I'm not sure why you think there's any assumption about the product of two different measurement axes equaling to one. There's not. And it's very strange for you to say you're a realist when you used an argument talking about how measurements that happen to not happen aren't well defined.
Maybe it will help if I break down Bell's steps to reach 14(b) more than his paper does.
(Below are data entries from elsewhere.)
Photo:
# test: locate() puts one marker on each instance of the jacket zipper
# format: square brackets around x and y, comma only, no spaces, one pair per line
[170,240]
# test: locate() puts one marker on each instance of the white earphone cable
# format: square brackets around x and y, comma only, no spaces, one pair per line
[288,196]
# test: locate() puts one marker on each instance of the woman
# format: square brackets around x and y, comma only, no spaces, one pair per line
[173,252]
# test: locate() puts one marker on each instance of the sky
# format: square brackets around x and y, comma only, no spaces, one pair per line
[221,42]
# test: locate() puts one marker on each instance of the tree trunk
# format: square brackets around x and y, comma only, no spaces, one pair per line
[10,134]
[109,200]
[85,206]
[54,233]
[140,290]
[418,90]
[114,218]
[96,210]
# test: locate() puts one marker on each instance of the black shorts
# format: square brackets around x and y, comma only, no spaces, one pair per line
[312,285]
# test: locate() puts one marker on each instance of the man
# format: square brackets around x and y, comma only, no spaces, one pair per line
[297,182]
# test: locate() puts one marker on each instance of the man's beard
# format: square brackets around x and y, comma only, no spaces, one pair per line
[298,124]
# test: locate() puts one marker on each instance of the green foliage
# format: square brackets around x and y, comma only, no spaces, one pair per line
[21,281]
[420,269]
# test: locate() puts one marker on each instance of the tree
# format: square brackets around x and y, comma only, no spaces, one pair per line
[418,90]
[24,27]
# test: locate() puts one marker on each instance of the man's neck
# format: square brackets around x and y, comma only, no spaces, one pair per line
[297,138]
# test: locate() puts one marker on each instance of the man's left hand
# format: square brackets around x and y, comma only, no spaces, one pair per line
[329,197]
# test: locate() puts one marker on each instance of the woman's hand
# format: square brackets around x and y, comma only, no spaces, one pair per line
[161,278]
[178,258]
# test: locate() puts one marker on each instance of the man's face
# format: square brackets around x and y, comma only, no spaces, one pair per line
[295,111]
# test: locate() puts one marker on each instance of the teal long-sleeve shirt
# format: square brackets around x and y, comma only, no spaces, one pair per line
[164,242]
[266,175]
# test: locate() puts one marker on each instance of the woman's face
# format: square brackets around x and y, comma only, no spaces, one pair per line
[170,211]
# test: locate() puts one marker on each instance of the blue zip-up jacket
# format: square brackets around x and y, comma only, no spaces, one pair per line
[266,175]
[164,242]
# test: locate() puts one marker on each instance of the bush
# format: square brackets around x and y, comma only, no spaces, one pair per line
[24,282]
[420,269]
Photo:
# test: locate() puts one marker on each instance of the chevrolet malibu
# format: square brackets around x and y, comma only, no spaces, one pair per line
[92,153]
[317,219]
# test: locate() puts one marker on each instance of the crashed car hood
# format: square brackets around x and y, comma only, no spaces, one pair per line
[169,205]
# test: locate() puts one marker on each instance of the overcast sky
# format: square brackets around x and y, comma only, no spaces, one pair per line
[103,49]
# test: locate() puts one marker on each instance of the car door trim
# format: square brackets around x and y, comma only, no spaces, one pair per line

First, we assume there is some hidden variable ##\lambda## that determines the measurement outcomes for both Alice and Bob no matter what direction ##v## they each measure. By experiment, we know the measurement result must always be +1 or -1:
$$\forall v: A_\lambda(v) \in \{-1, +1\}$$ $$\forall v: B_\lambda(v) \in \{-1, +1\}$$
Furthermore, by experiment, we know that when Alice and Bob measure in the same direction then the measurement outcomes must be opposite:
$$\forall v: A_\lambda(v) = -B_\lambda(v)$$
If Alice measures along ##a## and Bob measures along ##b##, and then they multiply their results together, they get the parity measurement result ##A_\lambda(a) \cdot B_\lambda(b)## which will also either be -1 or +1. We assume the observed probability distribution ##P## of this parity measurement result is determined by some hidden, but consistent across experiments, probability distribution ##p## of ##\lambda##:
$$\forall a, b: P(a, b) = \sum_\lambda p(\lambda) \cdot A_\lambda(a) \cdot B_\lambda(b)$$
**NO MORE ASSUMPTIONS ARE INTRODUCED BEYOND THIS POINT. JUST THE MATH OF SUMS.**
Using the fact that ##A## is opposite to ##B##, we can rewrite the above equation in terms of just ##A##:
$$\forall a, b: P(a, b) = -\sum_\lambda p(\lambda) \cdot A_\lambda(a) \cdot A_\lambda(b)$$
For compactness, I'm going to shorten ##A_\lambda(x)## into just ##x_\lambda## for various symbols ##x##. The compact version of the above equation is:
$$\forall a, b: P(a, b) = -\sum_\lambda p(\lambda) a_\lambda b_\lambda$$
Now consider what happens when we compute the difference in predicted probabilities between two possible observations:
$$P(a, b) - P(a, c)$$
We expand the definition inline:
$$\forall a, b, c: P(a, b) - P(a, c) = \left(-\sum_\lambda p(\lambda) a_\lambda b_\lambda\right) - \left(-\sum_\lambda p(\lambda) a_\lambda c_\lambda\right)$$
Because the two sums are over the same set, and addition is associative and commutative, we can merge the sums:
$$\forall a, b, c: P(a, b) - P(a, c) = -\sum_\lambda \big(p(\lambda) a_\lambda b_\lambda - p(\lambda) a_\lambda c_\lambda\big)$$
We factor out ##p(\lambda) a_\lambda## and flip the subtraction to cancel out the leading negation:
$$\forall a, b, c: P(a, b) - P(a, c) = \sum_\lambda p(\lambda) a_\lambda \left(c_\lambda - b_\lambda\right)$$
Now, because ##b_\lambda## is either -1 or +1, we can multiply by ##b_\lambda^2=1## without changing the computed result:
$$\forall a, b, c: P(a, b) - P(a, c) = \sum_\lambda p(\lambda) a_\lambda b_\lambda^2 \left(c_\lambda - b_\lambda\right)$$
We keep one ##b_\lambda## outside, and distribute the other one over the subtraction:
$$\forall a, b, c: P(a, b) - P(a, c) = \sum_\lambda p(\lambda) a_\lambda b_\lambda \left(b_\lambda c_\lambda - b_\lambda b_\lambda\right)$$
Again, we know that ##b_\lambda b_\lambda = 1##, so we can simplify:
$$\forall a, b, c: P(a, b) - P(a, c) = \sum_\lambda p(\lambda) a_\lambda b_\lambda \left(b_\lambda c_\lambda - 1\right)$$
This last equation is the one you were saying we couldn't reach without assuming that ##A_\lambda(x) \cdot A_\lambda(y) = 1## for ##x \neq y##. But notice that I never made that assumption. I only ever assumed that ##A_\lambda(x)^2 = 1##.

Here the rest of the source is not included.